I myself come from a Computer Vision background and in this field I often see some limitations of one of the most promising approaches for AI right now (Deep Learning). For example in Computer Vision we are now able to teach image classification systems that are on the level of human performance (or better) thanks to Deep Learning. But still these classifiers are trained supervised with annotated data and should more be viewed as very smart filters instead of true AI.

In a dynamic world a supervised trained model often fails in specific situations. For example you cannot always train to classify specific objects to specific predefined classes.
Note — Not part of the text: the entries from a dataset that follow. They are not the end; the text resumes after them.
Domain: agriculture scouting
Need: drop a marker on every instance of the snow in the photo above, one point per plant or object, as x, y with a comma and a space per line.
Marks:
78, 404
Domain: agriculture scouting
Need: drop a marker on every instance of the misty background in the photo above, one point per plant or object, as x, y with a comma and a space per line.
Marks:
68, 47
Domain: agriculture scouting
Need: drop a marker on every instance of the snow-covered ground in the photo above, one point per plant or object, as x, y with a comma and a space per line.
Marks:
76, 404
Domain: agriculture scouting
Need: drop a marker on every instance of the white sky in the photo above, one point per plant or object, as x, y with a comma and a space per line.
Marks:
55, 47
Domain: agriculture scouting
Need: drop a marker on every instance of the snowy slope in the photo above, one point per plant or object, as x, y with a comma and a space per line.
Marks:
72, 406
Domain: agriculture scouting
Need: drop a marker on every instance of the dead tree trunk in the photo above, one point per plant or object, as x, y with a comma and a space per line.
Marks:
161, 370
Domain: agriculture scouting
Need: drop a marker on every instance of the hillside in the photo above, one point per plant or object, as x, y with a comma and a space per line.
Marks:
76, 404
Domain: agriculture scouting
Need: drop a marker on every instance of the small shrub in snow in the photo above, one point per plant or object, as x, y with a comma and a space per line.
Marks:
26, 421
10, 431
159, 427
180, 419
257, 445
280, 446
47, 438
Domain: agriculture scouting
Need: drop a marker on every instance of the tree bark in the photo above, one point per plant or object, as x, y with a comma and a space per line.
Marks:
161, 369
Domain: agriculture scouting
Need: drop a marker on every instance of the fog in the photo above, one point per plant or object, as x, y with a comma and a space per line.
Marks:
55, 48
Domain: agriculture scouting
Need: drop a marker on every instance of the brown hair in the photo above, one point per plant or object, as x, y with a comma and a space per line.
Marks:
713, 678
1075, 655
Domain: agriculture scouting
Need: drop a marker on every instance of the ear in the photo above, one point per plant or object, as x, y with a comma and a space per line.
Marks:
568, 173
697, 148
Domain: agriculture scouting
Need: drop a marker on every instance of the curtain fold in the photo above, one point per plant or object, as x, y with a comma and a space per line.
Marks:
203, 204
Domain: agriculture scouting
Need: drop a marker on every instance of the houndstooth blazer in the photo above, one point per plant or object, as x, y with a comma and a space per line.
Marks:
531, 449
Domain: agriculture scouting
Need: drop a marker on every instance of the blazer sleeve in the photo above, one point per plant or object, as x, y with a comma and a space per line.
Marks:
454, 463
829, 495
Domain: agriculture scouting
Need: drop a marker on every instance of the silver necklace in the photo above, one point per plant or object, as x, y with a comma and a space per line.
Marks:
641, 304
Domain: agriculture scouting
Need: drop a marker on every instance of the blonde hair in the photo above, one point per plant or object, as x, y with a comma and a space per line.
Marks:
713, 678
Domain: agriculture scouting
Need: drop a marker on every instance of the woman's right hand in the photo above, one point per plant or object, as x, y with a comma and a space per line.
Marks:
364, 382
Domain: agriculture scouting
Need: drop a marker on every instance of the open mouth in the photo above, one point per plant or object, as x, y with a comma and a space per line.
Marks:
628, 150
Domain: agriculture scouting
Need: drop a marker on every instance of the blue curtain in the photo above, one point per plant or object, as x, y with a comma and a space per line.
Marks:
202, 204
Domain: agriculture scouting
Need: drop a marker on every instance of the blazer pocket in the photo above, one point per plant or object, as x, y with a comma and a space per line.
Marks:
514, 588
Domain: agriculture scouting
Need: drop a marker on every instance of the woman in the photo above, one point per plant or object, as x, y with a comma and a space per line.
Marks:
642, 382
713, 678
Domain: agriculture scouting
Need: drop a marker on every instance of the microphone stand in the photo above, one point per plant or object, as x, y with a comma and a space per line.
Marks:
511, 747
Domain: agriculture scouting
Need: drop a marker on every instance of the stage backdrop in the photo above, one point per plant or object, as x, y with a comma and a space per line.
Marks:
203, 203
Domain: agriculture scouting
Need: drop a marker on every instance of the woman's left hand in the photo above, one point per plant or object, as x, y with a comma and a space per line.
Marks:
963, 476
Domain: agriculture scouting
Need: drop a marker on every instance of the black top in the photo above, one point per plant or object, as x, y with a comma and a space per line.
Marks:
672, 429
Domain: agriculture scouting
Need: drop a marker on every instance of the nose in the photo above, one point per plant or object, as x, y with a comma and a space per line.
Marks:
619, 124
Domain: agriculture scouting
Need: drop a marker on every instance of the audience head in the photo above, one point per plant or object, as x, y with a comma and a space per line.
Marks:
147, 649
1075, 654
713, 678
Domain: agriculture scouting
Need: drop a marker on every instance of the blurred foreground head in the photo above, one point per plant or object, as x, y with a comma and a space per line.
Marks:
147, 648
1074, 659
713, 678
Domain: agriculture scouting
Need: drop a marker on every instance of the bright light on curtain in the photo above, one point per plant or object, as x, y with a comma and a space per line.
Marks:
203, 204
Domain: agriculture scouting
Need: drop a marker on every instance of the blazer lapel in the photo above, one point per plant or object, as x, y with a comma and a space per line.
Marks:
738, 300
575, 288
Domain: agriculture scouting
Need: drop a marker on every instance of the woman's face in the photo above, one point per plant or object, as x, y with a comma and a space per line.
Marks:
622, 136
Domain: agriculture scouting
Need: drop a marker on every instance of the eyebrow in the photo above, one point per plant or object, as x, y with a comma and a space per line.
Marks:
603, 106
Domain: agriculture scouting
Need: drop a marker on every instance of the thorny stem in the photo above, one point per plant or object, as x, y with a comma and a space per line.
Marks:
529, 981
There are corner cases or no clear boundaries between different classes in some situations that depend on the very specific situation.

An Example:

Consider an autonomous car that classifies between a road and no-road to see were it is able to drive. Most of the time this task is quite straight forward but in some sitations the road border gently transforms into a field of grass or something different that is not driveable. So where would you set the border between both classes i.e. how would you annotate your training data in such a situation? There is no unique solution to this problem.
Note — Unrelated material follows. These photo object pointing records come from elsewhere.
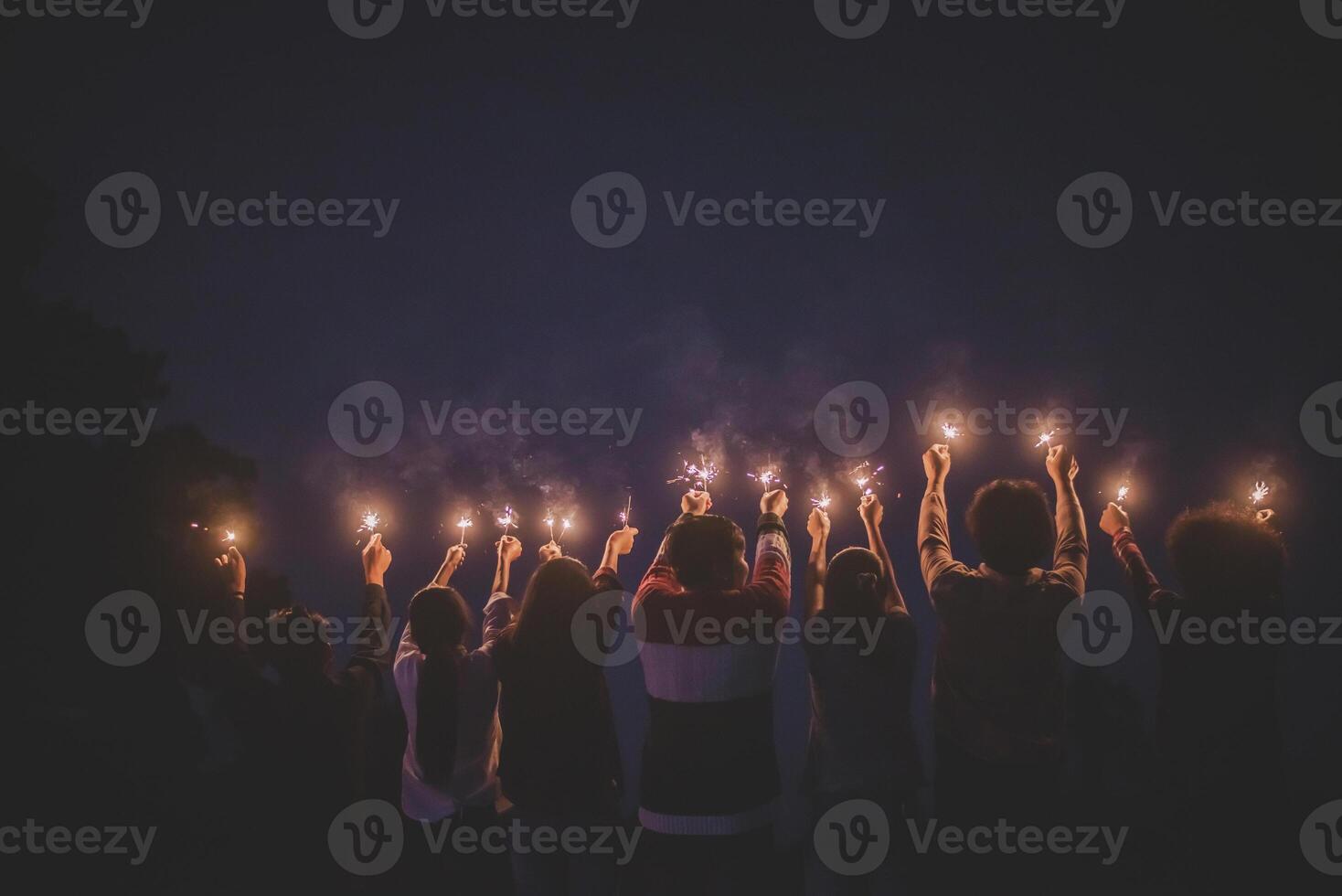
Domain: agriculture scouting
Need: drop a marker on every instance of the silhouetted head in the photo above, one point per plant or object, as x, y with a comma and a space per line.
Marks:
439, 621
553, 596
708, 551
1223, 554
1011, 525
297, 644
852, 583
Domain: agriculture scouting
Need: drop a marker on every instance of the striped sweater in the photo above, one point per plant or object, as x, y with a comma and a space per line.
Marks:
708, 764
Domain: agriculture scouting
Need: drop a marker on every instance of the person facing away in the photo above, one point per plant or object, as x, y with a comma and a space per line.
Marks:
559, 760
710, 777
997, 680
1216, 740
862, 674
450, 695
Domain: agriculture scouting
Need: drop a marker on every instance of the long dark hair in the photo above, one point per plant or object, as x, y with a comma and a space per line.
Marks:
439, 620
553, 596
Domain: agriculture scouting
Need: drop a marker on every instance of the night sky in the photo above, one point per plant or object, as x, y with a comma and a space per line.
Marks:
482, 293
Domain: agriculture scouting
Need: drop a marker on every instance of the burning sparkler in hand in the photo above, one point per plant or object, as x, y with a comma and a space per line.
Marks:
863, 476
699, 475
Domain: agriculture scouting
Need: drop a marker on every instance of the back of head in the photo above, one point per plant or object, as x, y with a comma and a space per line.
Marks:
1223, 554
439, 620
852, 583
1011, 525
706, 551
553, 596
297, 644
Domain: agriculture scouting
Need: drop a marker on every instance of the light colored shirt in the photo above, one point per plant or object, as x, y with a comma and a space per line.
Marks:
475, 769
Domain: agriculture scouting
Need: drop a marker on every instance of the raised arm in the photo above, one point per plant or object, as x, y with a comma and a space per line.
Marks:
817, 525
619, 543
455, 557
1070, 556
872, 514
509, 550
932, 531
375, 634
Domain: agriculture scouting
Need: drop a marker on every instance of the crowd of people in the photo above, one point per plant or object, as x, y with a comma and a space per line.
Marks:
509, 720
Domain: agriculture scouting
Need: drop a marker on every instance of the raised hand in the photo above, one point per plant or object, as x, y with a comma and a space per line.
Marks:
234, 569
1114, 519
937, 463
378, 557
871, 511
774, 502
696, 502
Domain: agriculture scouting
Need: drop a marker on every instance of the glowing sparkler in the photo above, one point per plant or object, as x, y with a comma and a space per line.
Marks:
699, 475
863, 476
463, 523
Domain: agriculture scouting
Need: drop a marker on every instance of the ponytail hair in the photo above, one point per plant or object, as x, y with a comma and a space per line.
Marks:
854, 583
439, 620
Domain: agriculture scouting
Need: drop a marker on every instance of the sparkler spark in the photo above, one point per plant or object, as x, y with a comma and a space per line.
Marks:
863, 476
699, 475
463, 523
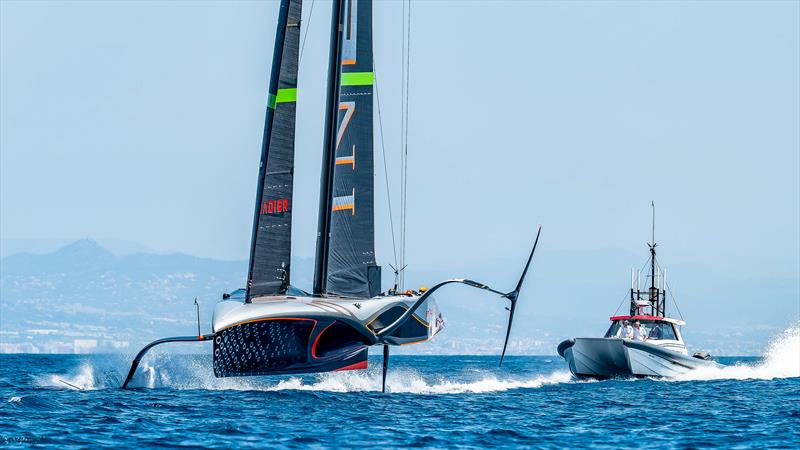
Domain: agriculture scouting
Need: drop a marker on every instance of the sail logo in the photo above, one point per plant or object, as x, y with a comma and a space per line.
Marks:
275, 207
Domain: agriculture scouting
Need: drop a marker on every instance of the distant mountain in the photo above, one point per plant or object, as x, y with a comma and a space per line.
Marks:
84, 298
119, 247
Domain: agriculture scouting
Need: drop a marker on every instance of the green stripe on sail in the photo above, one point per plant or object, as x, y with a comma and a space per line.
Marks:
358, 78
287, 95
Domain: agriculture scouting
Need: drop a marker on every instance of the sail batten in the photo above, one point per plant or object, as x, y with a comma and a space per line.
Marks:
270, 252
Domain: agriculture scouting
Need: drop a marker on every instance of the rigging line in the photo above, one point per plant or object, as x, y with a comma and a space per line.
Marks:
400, 277
305, 33
672, 296
385, 168
405, 130
637, 287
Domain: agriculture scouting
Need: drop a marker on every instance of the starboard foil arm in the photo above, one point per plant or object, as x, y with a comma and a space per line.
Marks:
143, 351
511, 296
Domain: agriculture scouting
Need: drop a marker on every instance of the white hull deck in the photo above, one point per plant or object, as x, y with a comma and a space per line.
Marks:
619, 358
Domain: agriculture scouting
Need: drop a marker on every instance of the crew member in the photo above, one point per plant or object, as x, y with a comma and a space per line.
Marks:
625, 331
639, 332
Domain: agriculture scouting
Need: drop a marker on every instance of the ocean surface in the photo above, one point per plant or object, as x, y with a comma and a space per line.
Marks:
74, 401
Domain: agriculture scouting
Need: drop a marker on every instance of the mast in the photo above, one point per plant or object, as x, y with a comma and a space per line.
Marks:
262, 268
329, 153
A supervised trained model would finally probably learn to set the border to somewhere in-between but it doesn't really tell you that there is a corner case or slight transition with a soft border or that it's not really sure about it at all.

So there is problem with the encoding/decoding of information in a neural network. We can apply a full image as an input into the network and that is fine but then we only get a static output of predefined classes or something similar which often is not sufficient information to describe the world to make proper decisions in every situation. I am pretty sure a neural net would be able to learn such rich information but right now there is no real good approach to encode or represent this wanted (dynamic) information in a static predefined network architecture (as far as I know).

And this also brings me to the next problem: there is no real good way to represent uncertainity. There are some approaches like Bayesian Deep Learning which tries to tackle this problem but (as far as I know) this is not really practical or good enough yet. And an intelligent robot should really know its own limits and capabilities to not becoming a serious danger for anyone or itself.

And finally, general learning is usually an ongoing process that means a really intelligent agent should keep learning while it is exploring the world and that best without a supervisor. There are some approaches to this like Deep Reinforcement Learning (where just a reward function is needed) which is also very promising but right now it is very sample inefficient and not easily generally applicable to every task so that it could update its behaviour in an online manner.

Conclusion:

The hard part about it is actually to develop a reliable robot that handles these rare or special cases realliably and/or is able to identify these with its own reliable uncertainity to fail savely. This state is not achieved yet.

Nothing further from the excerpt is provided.